Report No. 15
23. Prohibited degrees.-
One of the conditions of a valid marriage under the proposed law is that the parties should not be "within prohibited relationship unless the custom governing each of them permits of a marriage between the two." We have set outs1 (i) the relations who cannot be married by a man and (ii) the relations who cannot be married by a woman. In framing this list, we have examined the lists appended to the (English) Marriage Act, 1949, and the Special Marriage Act, 1954, and the provisions of the Hindu Marriage Act, 1955, and we have further taken into account the sentiments of the Christian community of this country in the matter.
There is one aspect of this question which may be elucidated. In the list as originally framed by us and included in the draft which was circulated for opinion, we had included in Part I, "sister's daughter, brother's daughter, mother's sister and father's sister", and in Part II "brother's son, sister's son, mother's brother and father's brother". Objection is taken by the Roman Catholic Church witnesses to the inclusion of the above relations in the prohibited lists, because, it is said, though marriages with those relations are not viewed with favour, and are prohibited, the prohibition is not absolute and is capable of being removed by a Papal dispensation.
It was therefore urged that these relations should be taken out of the lists, or, in the alternative, provision should be made for the grant of dispensation by the appropriate authorities of the Catholic Church. We consider that it would be inappropriate in a piece of legislation like this to enact any provision for dispensation by any authority, and much less by an outside authority. But the question still remains, whether these relations should be placed in the list of prohibited relations. Can it be said that marriage with these relations is so repugnant to the prevailing notions as to call for prohibition?

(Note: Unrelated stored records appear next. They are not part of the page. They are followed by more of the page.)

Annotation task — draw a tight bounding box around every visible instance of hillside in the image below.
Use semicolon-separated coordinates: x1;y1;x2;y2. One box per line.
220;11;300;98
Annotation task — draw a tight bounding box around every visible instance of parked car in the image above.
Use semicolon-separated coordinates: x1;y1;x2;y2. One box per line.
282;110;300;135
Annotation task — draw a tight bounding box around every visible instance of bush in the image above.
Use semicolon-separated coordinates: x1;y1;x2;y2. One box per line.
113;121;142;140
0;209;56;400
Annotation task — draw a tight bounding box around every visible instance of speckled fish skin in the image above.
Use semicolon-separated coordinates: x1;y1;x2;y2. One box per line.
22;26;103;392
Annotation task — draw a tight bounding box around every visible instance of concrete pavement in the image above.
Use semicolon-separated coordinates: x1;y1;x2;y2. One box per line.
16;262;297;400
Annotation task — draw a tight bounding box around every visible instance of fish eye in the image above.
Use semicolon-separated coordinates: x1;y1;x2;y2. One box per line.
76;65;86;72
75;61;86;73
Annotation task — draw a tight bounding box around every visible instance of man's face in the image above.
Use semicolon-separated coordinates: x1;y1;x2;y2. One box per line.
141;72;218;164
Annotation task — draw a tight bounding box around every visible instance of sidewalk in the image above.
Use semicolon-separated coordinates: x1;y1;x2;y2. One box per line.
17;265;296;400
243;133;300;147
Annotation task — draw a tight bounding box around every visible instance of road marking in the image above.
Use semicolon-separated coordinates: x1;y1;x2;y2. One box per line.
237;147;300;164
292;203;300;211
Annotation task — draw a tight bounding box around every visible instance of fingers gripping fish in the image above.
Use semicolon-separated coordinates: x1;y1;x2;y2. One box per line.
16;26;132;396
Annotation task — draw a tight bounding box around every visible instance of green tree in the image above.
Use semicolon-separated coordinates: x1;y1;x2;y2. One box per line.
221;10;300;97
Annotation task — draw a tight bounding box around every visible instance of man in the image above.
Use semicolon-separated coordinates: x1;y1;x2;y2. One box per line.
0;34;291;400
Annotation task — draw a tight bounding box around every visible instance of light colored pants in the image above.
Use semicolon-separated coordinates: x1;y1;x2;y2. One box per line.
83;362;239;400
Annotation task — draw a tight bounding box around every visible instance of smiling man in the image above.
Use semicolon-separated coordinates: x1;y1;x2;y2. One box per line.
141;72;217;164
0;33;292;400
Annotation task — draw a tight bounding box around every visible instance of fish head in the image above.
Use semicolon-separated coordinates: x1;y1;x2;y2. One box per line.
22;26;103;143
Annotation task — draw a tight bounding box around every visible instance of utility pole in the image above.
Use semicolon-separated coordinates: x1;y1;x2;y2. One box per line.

In some communities in India, marriages with some of these relations, as for example, sister's daughter, and mother's brother are not unusual, and they are valid. The fact that the Pope can issue dispensation with respect to these marriages shows that they cannot be very obnoxious to Christian sentiment, though they may not be favoured. We have, therefore, omitted these relations altogether fr6m the lists.
1. See Appendix 1, Schedule I.
24. Another point which was raised with reference to prohibited degrees, may be mentioned. In requiring as a condition of marriage that the parties should not be within prohibited relationship, we have made an exception where the custom governing each of the parties permits of such a marriage. Two points have been raised in connection with this provision. One is that the exception in favour of custom should be omitted in the interests of harmony and purity of the home. But in this country customs as to marriage have varied from region to region, and they have recognised as valid marriages which are not in accordance with strict rules of law. Now to enact a law which will render them void would be to throw the society into great confusion. We are therefore unable to accept this suggestion, though we appreciate the sense behind it.
25. A suggestion different in its tenor is that when the custom of one of the parties permitted the marriage, it should be declared to be valid, even if the custom of the other party did not sanction it. We are unable to accept this suggestion, as marriage is a bilateral affair, and it is only a custom which binds both the parties that could be recognised.